Combs carved from animal antlers, as well as comb manufacturing waste and raw antler material has turned up at three archaeological sites in Denmark, including a medieval marketplace in the city of Ribe. A team of researchers from Denmark and the U.K. hoped to identify the species of animal to which the antlers once belonged by analyzing collagen proteins in the samples and comparing them across the animal kingdom, Laura Geggel reports for LiveScience. Somewhat surprisingly, molecular analysis of the artifacts revealed that some combs and other material had been carved from reindeer antlers.... Given that reindeer (Rangifer tarandus) don't live in Denmark, the researchers posit that it arrived on Viking ships from Norway. Antler craftsmanship, in the form of decorative combs, was part of Viking culture. Such combs served as symbols of good health, Geggel writes. The fact that the animals shed their antlers also made them easy to collect from the large herds that inhabited Norway.

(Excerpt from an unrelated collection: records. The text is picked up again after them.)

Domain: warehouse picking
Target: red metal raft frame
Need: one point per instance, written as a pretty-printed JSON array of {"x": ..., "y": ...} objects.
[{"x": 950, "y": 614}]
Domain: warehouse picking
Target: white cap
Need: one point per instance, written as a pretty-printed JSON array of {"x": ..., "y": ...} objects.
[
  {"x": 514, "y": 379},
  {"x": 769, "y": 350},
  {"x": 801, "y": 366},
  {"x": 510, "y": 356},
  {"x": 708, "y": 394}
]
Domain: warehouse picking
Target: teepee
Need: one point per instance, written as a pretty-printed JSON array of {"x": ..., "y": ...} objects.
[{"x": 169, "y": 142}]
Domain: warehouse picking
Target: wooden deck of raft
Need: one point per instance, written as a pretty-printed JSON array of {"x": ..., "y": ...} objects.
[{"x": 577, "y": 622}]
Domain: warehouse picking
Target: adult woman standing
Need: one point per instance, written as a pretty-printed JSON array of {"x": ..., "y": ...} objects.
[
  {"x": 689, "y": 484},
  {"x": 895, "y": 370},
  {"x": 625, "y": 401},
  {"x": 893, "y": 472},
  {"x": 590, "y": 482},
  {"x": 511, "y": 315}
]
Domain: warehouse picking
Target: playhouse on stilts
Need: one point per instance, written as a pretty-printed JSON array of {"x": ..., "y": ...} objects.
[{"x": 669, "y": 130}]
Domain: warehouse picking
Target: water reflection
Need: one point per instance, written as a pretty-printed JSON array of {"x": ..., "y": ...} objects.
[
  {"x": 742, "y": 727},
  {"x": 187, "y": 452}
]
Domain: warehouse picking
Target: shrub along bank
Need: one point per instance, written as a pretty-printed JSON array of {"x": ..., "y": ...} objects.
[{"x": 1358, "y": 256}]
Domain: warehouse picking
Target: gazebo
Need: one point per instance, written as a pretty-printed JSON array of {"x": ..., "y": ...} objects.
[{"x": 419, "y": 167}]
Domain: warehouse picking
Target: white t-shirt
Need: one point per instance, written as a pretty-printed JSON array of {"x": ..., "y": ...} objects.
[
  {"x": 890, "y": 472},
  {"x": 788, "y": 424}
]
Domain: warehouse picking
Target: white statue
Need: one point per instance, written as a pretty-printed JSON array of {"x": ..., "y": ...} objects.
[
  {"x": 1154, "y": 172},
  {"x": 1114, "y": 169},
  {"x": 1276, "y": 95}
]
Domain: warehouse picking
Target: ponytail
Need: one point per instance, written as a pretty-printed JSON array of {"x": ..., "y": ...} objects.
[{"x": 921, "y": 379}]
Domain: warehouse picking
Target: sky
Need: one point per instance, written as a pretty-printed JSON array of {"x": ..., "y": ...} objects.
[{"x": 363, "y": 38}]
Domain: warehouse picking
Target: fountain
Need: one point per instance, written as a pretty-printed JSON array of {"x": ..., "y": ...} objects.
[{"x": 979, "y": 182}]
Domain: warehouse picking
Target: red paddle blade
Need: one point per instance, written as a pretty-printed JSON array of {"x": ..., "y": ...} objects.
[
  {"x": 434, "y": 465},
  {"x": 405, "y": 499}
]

Since the artifacts were found in marketplace areas at each site it's more likely that the Norsemen came to trade rather than pillage. Most of the artifacts also date to the 780s, but some are as old as 725. That predates the beginning of Viking raids on Great Britain by about 70 years. (Traditionally, the so-called "Viking Age" began with these raids in 793 and ended with the Norman conquest of Great Britain in 1066.) Archaeologists had suspected that the Vikings had experience with long maritime voyages [that] might have preceded their raiding days. Beyond Norway, these combs would have been a popular industry in Scandinavia as well. It's possible that the antler combs represent a larger trade network, where the Norsemen supplied raw material to craftsmen in Denmark and elsewhere.
1. The primary purpose of the passage is:
- to explain the presence of reindeer antler combs in Denmark.
- to contradict the widely-accepted beginning date for the Viking Age in Britain, and propose an alternate one.
- to challenge the popular perception of Vikings as raiders by using evidence that suggests their early trade relations with Europe.
- to argue that besides being violent pillagers, Vikings were also skilled craftsmen and efficient traders.
2. The evidence - "Most of the artifacts also date to the 780s, but some are as old as 725" - has been used in the passage to argue that:
- the beginning date of the Viking Age should be changed from 793 to 725.
- the Viking raids started as early as 725.
- some of the antler artifacts found in Denmark and Great Britain could have come from candinavia.
- the Vikings' trade relations with Europe pre-dates the Viking raids.
3. All of the following hold true for Vikings EXCEPT
- Vikings brought reindeer from Norway to Denmark for trade purposes.
- Before becoming the raiders of northern Europe, Vikings had trade relations with European nations.
- Antler combs, regarded by the Vikings as a symbol of good health, were part of the Viking culture.
- Vikings, once upon a. time, had trade relations with Denmark and Scandinavia.
1. The passage begins with "Despite their fierce reputation...". It goes on to suggest that the Vikings were traders too. The second paragraph begins with "Since the artifacts were found in marketplaces...". Thus, they had trade relations with Europe.
2. The second paragraph clearly says that the raids began in 793 while some of the artifacts are as old as 725. Clearly, the trade relations of the Vikings with Europe predated the raids.
3. Options B, C and D are explicitly mentioned in the passage. The purpose for which the reindeer were brought to Denmark is not explicitly mentioned in the passage.